運命の糸のその先は 8
2限が終わると、思わず頭を机に打ち付けてしまった。やっと昼休みになったと、鉛のように重い体を引きずって教室を出ようとしたとき、「ちょっとー」と声をかけられた。
「さすがにドイヒーよ矢代ー」
振り向こうとすると、荻野君が僕の肩をがっしりつかんで、後ろから顔を出してきた。そろそろ暑くなってきて、ほのかに感じる体熱がうっとうしい。
「昨日も忙しそうだったし、今日すごいグロッキー状態っぽいから声かけるのやめといたんだけどさ」
「でも、一応頼んできたのは矢代だし」
荻野君に起こされるように上体を起こすと、梶山君と浦田さんが僕の顔を覗き込んでいた。
「でも、一応。体調は大丈夫なの?」
「平気です」
登校途中の電車で寝落ちしたら、首を絞められたのだ。気づくと、握っていたつり革から手が離れて膝をついてしまっていた。当然、首に絞められた跡はない。例の悪夢の一環である。

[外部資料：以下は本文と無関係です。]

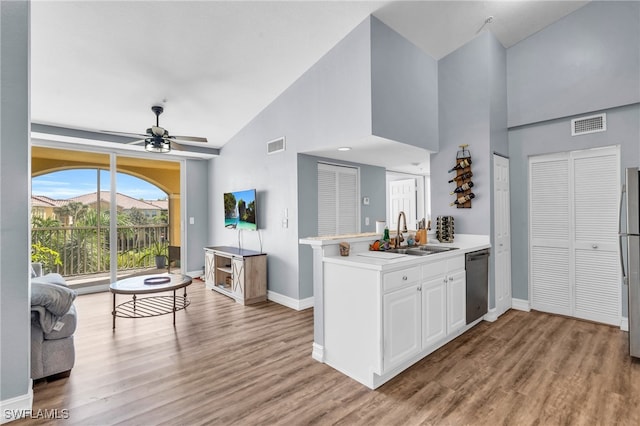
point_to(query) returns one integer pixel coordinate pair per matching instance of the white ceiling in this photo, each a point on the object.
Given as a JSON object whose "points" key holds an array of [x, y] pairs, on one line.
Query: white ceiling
{"points": [[216, 64]]}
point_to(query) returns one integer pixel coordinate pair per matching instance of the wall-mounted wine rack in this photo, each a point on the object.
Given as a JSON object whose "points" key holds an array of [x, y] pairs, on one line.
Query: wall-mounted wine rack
{"points": [[463, 190]]}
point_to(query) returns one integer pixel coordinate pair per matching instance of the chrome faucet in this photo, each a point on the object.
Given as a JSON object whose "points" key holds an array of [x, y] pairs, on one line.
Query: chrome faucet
{"points": [[399, 237]]}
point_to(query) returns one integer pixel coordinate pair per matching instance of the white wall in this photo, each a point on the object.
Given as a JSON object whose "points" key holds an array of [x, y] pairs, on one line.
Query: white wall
{"points": [[15, 169]]}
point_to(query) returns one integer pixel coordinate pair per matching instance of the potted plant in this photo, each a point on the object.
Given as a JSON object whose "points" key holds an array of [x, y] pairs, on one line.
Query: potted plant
{"points": [[159, 250]]}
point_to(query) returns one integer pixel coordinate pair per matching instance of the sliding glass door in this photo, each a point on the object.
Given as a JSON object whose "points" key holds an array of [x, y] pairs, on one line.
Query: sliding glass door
{"points": [[97, 217]]}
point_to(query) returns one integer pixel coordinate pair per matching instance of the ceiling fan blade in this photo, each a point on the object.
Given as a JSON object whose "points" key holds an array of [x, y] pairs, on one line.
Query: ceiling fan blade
{"points": [[188, 139], [176, 146], [131, 135]]}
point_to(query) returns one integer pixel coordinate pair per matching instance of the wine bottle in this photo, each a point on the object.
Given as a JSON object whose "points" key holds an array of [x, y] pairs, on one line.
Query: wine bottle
{"points": [[462, 176], [461, 165], [464, 199], [462, 188]]}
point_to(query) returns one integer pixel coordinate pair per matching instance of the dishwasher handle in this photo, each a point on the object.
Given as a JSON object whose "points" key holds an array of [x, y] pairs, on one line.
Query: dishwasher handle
{"points": [[475, 255]]}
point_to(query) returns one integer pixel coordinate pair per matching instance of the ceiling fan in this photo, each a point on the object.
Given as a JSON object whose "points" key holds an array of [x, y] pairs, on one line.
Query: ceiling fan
{"points": [[157, 139]]}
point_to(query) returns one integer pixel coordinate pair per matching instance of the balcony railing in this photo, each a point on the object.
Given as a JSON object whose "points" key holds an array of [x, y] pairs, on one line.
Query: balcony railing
{"points": [[85, 250]]}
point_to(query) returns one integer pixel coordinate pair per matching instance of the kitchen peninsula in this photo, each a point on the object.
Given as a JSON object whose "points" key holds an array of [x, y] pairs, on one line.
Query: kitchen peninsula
{"points": [[377, 313]]}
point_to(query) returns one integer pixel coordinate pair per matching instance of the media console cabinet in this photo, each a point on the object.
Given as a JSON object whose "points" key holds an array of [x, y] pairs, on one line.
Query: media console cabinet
{"points": [[237, 273]]}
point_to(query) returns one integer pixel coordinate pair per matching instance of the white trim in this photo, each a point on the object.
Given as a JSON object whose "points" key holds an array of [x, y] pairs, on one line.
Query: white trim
{"points": [[18, 405], [317, 352], [289, 302], [520, 304], [492, 315], [624, 324]]}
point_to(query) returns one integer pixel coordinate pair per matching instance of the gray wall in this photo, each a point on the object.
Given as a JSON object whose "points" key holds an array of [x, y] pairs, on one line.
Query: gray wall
{"points": [[587, 61], [623, 128], [404, 87], [372, 185], [465, 117], [15, 168], [197, 199], [330, 102], [473, 110]]}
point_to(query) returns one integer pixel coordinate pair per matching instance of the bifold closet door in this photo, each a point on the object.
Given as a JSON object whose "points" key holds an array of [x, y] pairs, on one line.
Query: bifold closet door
{"points": [[596, 188], [574, 265], [549, 234]]}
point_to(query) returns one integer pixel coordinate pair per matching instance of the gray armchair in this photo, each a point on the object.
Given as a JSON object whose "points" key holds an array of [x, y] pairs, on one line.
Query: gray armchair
{"points": [[53, 322]]}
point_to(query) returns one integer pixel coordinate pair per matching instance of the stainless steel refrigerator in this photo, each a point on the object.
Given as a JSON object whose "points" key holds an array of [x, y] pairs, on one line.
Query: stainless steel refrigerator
{"points": [[630, 239]]}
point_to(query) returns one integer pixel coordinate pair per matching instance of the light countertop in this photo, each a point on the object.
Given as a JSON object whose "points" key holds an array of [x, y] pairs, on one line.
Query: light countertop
{"points": [[384, 261]]}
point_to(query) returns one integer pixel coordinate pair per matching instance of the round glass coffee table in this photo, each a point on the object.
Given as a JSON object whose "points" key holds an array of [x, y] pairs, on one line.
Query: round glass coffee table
{"points": [[142, 307]]}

3人とも不服そうな顔をしていたが、続きを促すと、しぶしぶ梶山君が先陣を切った。
「結論から言うと、僕は会えなかった」
浦田さんも、「あたしも昨日スペイン語とバドミントンだったから探してみたけど、いなかったわ」と答え、荻野君も「見なかったんだよなあ」とため息をついていた。
僕は深々と頭を下げた。
「ありがとう」
いいのいいの、と荻野君が優しく背中をなでてくれた。
「実は、赤井さんには会えたから伝えたんだ」
立川響も探してみるよと、言いかけて、梶山君が戸惑ったような顔をして、僕から目を背けたのに気づいた。
「どうした?」
「数学基礎で一緒になった、って言ってたよね」
梶山君が確認するように聞くので、うん、と答えた。
「浪人仲間の同期で数学基礎取ってる人がいるから、矢代君たちのこと知ってるか聞いてみたんだ」
「梶山って浪人してたの!?」
荻野君と浦田さんの声がハモる。
「今はそこじゃないでしょ」
「いやいやいや、だって一言もそんな話聞かないし」と荻野君。
「じゃあ年上? 若く見えるっていいわねえ」と浦田さんがため息をついた。
僕はあまり同級生のことを知らないのもあって、2人よりはすんなり受け入れたように思える。
「で、続きだけど。背が高いスポーツマンタイプの男子と、赤いマフラーの女子と……」
「聞いてくれたんだね」
梶山君が僕の顔を見て話を途切れさせたので、続きを促した。
「ってその人に説明したら、知らないって話だった。
念のため、その3人が数学基礎の教室を出たら変な人に待ち伏せされてて絡まれたらしいから気をつけてねって、忠告したんだよね。
そしたら、またかよ、みたいなことを言われた」
「え」
言われてみれば、講義が終わった直後の講堂の外だったわけだから、あの場面の目撃者がいてもおかしくないのだ。
「聞いたら結構大きい部屋なんだってね。
その人の話によると、講義終わって近くでだべってたら、入り口付近で男2人が言いがかりをつけてるのを見たって。感じ悪いなと思ってみてたらすぐにその場を立ち去ったし、こっちに来ることもなかったからよかったって言ってたけど。
まだ3回目なのに物騒だねって話してて、気をつけるわってさ」
あの講堂は入り口が2つある。僕たちはそんなところは見かけなかったから、もしかしたらもう1つの入り口付近ではそんなことが起きていたのかもしれない。真壁以外にも気をつけなくてはいけない。
「そうだ、真壁なんだけど」
僕が息巻いてしゃべり出したせいで、3人は身構えた。
「学生委員会の人に相談してみたら、同じ学科だって。写真まで見せて確認してくれた。
少なくとも、ちゃんと在籍しているみたい」
ここまで言い切ってしまうと、3人は少し緊張を和らげた。口を開いたのは梶山君だった。
「そう。でも――」
「やっぱり2年生ではゼミに所属してるはずはないって。アンケートも、僕たちに近づく口実だと思う。
でも、3人には心配かけてるから、伝えた方がいいと思って」
肩に置かれていた手から腕が伸びて、後ろから抱きしめられた。
「やっぱいい奴だな~」
そういってもらえたのは嬉しかった。だが、さすがに力が強いので苦しいよ、ともがいて腕は外してもらった。もしかして、繰り返し見ていた夢はこれを暗示していたんだろうか。
でも、ぬくもりと優しさは、体にちゃんと残っている。
「さすがにそろそろお昼買ってこないと、お昼抜きになっちゃうよ」
腕時計で時間を確認した浦田さんが、僕たちを誘う。早く早く、とせかされて、リュックと上着をひっつかみ、売店のある方へ走って行った。